We’ve used our fundraisers for the down payment on the truck. Chris needs the truck, instead of a car, because we have plenty of snow and ice here in Pennsylvania where we live. Chris is a graphic designer, and he needs a four-wheel drive truck to drive back and forth to his workplace.

Why the Drive for Independence Was Developed

There’s little information available on how to raise money to purchase a vehicle for individuals who use wheelchairs. We’ve learned so much through this process.

We started gathering information on how to become a nonprofit, set up a board of directors, apply for grants and conduct fundraisers. Our ultimate goal is for Drive for Independence to help individuals with high-level disabilities to get back to work and have reliable vehicles that they can drive back and forth to work. Transportation always has been a major stumbling block for many people with disabilities.

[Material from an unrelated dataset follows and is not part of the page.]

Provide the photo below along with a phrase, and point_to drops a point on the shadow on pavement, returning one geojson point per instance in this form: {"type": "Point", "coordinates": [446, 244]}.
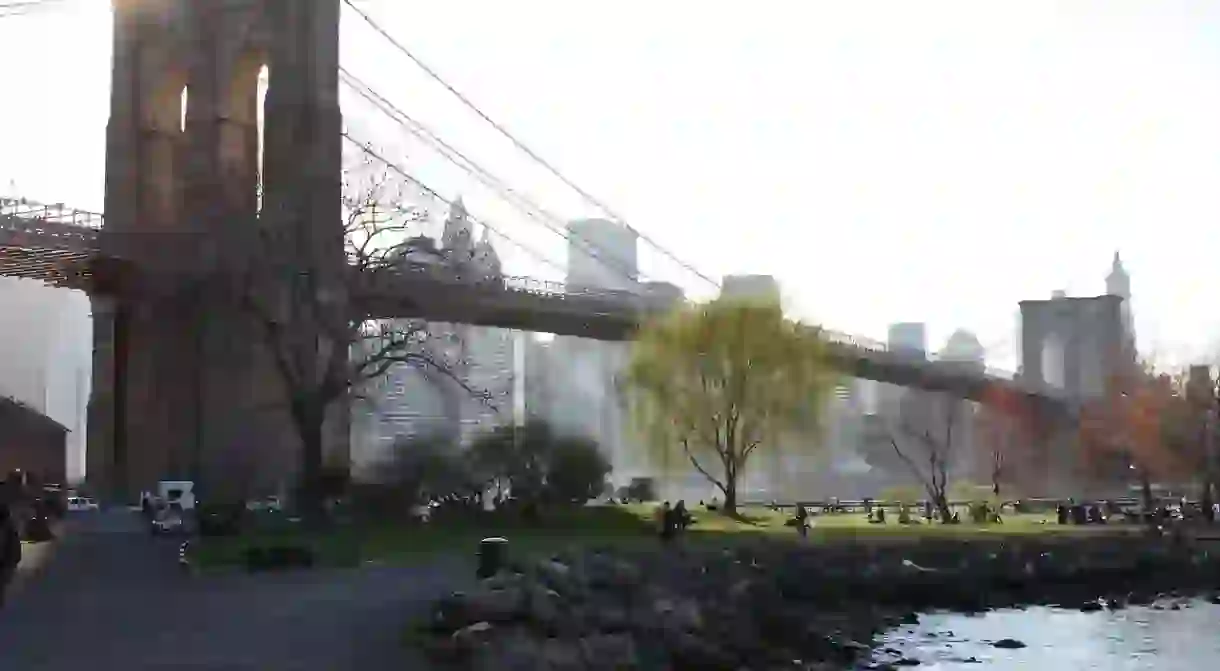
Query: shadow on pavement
{"type": "Point", "coordinates": [112, 597]}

We’re going in two directions right now to raise more money to get more vehicles for more people with major disabilities. The first phase of our two-part attack is obtaining grants to help fund more vehicles for more people. The second phase of our attack is becoming a physical sponsor for people to raise money to purchase the vehicle under our nonprofit organization.

By using our nonprofit status to help raise money, donations by individuals and companies will be considered charitable donations. We’ve learned that creating a nonprofit is a major challenge. Since we believe that creating a nonprofit becomes a stumbling block for people in need of a vehicle who are starting fundraising, if Drive for Independence becomes a physical sponsor for other people who are attempting to raise money, then they don’t have to go through the same process we’ve gone through to obtain nonprofit status for Chris.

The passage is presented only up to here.